The important take away of an emergency fund is: don’t be afraid to use it when you need it. Many of my friends admit that while they have an emergency fund, they are hesitant to use it when a major unexpected need comes around. But, this is literally the point of such a fund.

How big should an emergency fund be?

The general “rule of thumb” is an emergency fund should be big enough to cover three to six months worth of expenses.

Saving this much money takes time. When I first started out, it took me about 3 years to save that much money.

I recommend making the goal smaller at first-say $500, then working your way up. There are many people who eventually work their way up to a full year of expense replacement.
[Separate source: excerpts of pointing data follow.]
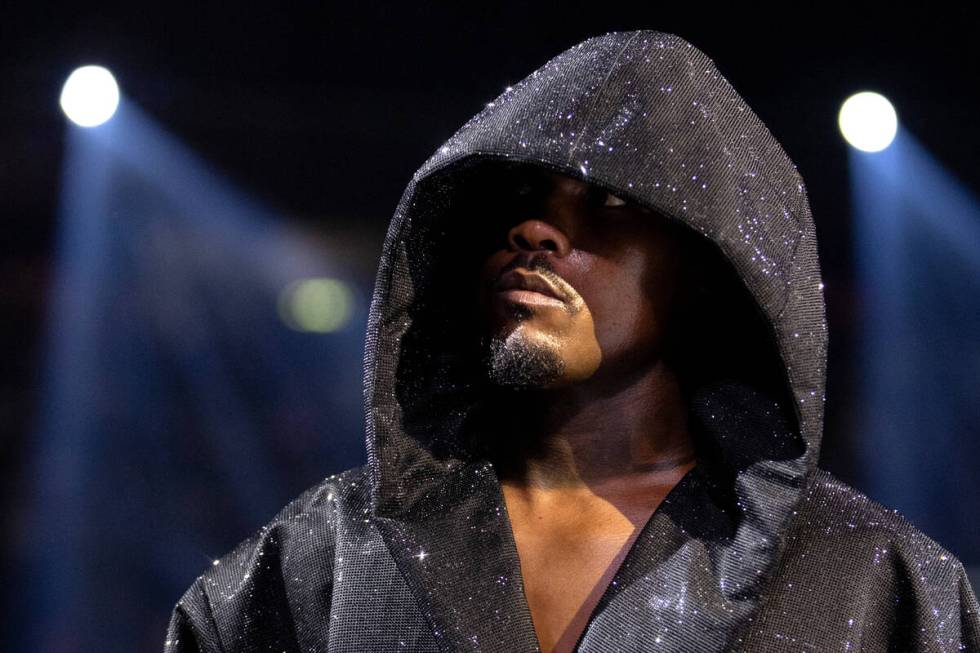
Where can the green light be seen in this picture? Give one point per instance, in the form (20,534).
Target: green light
(316,305)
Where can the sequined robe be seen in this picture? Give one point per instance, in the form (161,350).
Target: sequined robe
(755,549)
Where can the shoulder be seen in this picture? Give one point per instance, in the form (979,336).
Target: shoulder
(833,511)
(293,552)
(857,538)
(854,571)
(309,521)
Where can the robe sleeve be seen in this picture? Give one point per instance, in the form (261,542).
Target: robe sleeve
(969,615)
(192,628)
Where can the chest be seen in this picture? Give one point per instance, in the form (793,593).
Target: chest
(566,568)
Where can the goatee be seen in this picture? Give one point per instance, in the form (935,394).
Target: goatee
(519,362)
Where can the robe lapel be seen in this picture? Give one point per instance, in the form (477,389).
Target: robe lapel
(458,556)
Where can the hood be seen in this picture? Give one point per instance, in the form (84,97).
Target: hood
(648,116)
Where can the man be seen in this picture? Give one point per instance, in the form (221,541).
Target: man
(594,385)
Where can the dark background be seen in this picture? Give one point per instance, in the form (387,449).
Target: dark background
(323,111)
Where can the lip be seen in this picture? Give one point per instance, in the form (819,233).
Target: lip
(523,286)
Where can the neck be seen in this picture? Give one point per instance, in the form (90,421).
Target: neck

Just remember to start small: If you set aside $20 a week, by the end of the year you’ll have slightly over $1,000 saved.

You could also save unexpected income, such as gifts, tax refunds, or winning a contest.
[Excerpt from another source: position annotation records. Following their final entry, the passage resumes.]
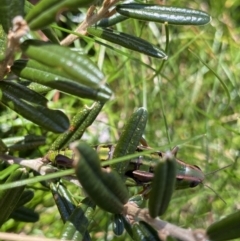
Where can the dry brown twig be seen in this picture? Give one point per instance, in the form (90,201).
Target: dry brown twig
(91,18)
(164,229)
(131,210)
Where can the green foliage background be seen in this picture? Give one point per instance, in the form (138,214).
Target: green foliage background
(187,106)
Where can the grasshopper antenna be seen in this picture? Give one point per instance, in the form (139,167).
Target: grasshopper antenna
(215,193)
(222,168)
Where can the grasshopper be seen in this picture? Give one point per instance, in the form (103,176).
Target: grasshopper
(140,169)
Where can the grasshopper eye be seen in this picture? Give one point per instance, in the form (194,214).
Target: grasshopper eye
(194,183)
(197,167)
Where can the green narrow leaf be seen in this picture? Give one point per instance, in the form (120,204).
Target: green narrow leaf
(31,106)
(130,138)
(76,226)
(79,123)
(162,14)
(45,12)
(128,41)
(91,177)
(56,79)
(72,64)
(8,10)
(19,143)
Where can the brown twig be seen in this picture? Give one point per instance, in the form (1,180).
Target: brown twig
(164,229)
(91,18)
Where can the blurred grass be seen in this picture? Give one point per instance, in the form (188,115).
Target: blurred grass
(194,103)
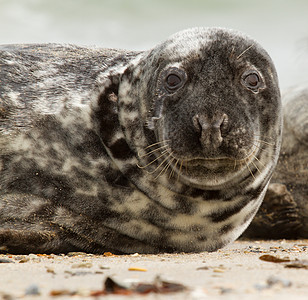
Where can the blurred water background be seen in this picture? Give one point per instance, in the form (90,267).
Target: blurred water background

Where to keep the emergency fund

The best place to keep the fund is a high-yield savings account. This is mostly because you many need quick access to the money, but also want a fairly competitive yield. Just make sure the bank or credit union is FDIC or NCUSIF insured.
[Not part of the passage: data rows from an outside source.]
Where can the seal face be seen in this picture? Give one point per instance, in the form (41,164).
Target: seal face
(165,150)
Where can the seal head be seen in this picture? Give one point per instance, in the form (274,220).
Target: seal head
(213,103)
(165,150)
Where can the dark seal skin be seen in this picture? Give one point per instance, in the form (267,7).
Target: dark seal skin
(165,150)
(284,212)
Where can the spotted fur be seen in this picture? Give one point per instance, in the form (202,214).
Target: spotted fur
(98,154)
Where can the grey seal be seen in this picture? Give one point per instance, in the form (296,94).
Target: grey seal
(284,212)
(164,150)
You could also use a money market account, but depending on where your account may be, it could take a day or two to get your cash.

Another thing you can do, depending on large your fund is, is set up a CD ladder.

Here’s a way to do it with a nine-month emergency fund that uses two CDs:

  1. 3 months cash in a savings account
  2. 3 months in a CD that matures in 3 months
  3. 3 months in a CD that matures in 6 months.

When the 3 month CD matures, change it to a 6 month CD. You could also do two 6 month CDs, but wait 3 months to start the second one.

Could you put your emergency fund in a mutual fund, crypto, or some other asset? Sure, but since those can be highly volatile, the fund could lose value which makes it harder to grab money that needs to be accessed quickly.

Keep saving after reaching your goal

Sometimes, life doesn’t just give you lemons, it chucks them at you out of a canon. In cases where you have an emergency that requires more than a six-month cushion, you’ll be glad to have the extra money on hand.

If and when you use your fund, you’ll want to replenish it. But, in the meantime, you’ll likely be grateful for the excess or having the fund in the first place.